Philippe Bergé
- Born: 20 June 1971 (age 55) Brive-la-Gaillarde, France
- Nationality: French

Career history
- 1996–1997: Oxford Cheetahs
- 1998–2000: Isle of Wight Islanders
- 1998: Peterborough Panthers
- 1998: Swindon Robins

Individual honours
- 1996: French Champion

Team honours
- 1998: tier 2 league champions
- 1998: Premier League Four-Team Championship

= Philippe Bergé =

French motorcycle racer

Philippe Bergé (born 20 June 1971 in Brive-la-Gaillarde) is a French former motorcycle speedway rider, who competed in Grasstrack, Longtrack and Speedway. He is a former champion of France and earned three caps for the France national speedway team.

== Speedway career ==
Bergé came to prominence when he reached the final of the 1993 Individual Long Track World Championship, he then reached a second longtrack final the following year. He began his British league career riding for Oxford Cheetahs during the 1996 Premier League speedway season, he was signed midway through the season but still rode 14 times for the club.

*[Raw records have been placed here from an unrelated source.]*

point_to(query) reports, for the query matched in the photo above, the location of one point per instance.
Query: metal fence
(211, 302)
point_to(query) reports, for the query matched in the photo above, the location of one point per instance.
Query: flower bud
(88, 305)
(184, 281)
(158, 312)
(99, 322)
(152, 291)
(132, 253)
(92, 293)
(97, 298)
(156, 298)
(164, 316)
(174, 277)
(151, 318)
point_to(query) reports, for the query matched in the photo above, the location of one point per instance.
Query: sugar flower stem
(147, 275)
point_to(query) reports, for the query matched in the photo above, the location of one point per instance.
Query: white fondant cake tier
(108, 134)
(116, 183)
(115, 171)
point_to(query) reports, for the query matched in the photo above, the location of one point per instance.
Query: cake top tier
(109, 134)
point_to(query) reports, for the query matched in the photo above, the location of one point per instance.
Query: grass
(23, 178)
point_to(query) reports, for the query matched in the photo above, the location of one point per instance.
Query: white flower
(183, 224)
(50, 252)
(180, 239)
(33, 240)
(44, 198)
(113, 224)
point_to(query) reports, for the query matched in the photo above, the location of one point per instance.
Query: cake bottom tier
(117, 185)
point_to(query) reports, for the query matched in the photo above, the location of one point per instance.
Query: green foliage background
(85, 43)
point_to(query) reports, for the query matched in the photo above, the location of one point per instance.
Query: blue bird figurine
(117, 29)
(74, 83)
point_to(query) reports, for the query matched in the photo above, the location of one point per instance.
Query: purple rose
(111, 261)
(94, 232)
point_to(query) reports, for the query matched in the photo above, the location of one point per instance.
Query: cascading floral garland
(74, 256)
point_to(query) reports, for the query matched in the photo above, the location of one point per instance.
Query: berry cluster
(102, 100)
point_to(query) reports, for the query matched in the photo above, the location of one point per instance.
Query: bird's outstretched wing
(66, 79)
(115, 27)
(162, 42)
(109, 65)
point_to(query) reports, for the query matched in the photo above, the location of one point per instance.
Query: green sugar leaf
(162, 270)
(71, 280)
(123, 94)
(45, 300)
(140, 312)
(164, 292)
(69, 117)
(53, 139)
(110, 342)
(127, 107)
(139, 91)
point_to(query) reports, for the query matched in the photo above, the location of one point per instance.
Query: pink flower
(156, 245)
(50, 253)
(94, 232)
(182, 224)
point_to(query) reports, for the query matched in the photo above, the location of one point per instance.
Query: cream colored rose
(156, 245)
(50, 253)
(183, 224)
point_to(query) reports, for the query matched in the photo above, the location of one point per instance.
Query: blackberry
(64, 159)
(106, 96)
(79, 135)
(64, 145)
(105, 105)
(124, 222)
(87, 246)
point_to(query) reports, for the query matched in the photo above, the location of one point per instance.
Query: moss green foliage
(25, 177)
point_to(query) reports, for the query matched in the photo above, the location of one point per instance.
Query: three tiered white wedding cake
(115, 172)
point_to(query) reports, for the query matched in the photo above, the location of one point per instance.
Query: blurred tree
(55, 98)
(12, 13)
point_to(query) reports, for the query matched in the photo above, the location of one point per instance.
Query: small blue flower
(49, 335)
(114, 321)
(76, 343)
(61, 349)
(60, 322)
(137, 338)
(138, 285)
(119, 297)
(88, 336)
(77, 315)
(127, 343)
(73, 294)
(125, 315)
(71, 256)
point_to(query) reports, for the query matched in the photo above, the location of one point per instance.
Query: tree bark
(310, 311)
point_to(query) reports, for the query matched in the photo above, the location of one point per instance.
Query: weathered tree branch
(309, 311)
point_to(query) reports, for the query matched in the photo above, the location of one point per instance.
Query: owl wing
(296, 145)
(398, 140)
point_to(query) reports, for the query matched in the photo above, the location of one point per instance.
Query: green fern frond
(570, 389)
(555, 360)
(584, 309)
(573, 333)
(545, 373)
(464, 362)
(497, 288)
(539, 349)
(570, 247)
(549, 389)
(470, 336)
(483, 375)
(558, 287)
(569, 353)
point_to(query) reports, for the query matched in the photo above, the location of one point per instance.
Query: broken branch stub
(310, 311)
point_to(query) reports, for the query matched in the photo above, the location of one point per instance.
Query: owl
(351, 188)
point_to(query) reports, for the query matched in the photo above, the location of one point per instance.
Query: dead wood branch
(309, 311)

In 1996, Bergé became the champion of France and competed in his third world longtrack final at the 1996 Individual Long Track World Championship and showed enough good form during 1996 to be retained by the Cheetahs for the 1997 Premier League speedway season, where he rode 35 times and averaged above 8 and recorded a maximum score in the second leg of the Premier League Knockout Cup final. He also finished in seventh place during the 1997 Individual Long Track World Championship.

Bergé left Oxford for the Isle of Wight Islanders following Oxford's move to the Elite League and also rode a few matches for Swindon Robins before switching to Peterborough Panthers, who he helped win the league and reach the Knockout Cup final. He was also part of the Peterborough four that won the Premier League Four-Team Championship, which was held on 30 August 1998, at the East of England Arena.

Bergé competed in the 1998 Individual Long Track World Championship and reached his third European Grasstrack final in 1999.

==Major results==
===World Individual Longtrack Championship===
- 1993 Individual Long Track World Championship 18th, 2pts
- 1995 Individual Long Track World Championship 12th, 5pts
- 1996 Individual Long Track World Championship 11th, 6pts
- 1997 Individual Long Track World Championship 7th, 64pts
- 1998 Individual Long Track World Championship 21st, 11pts

== Family ==
His son Dimitri Bergé is also an international speedway rider.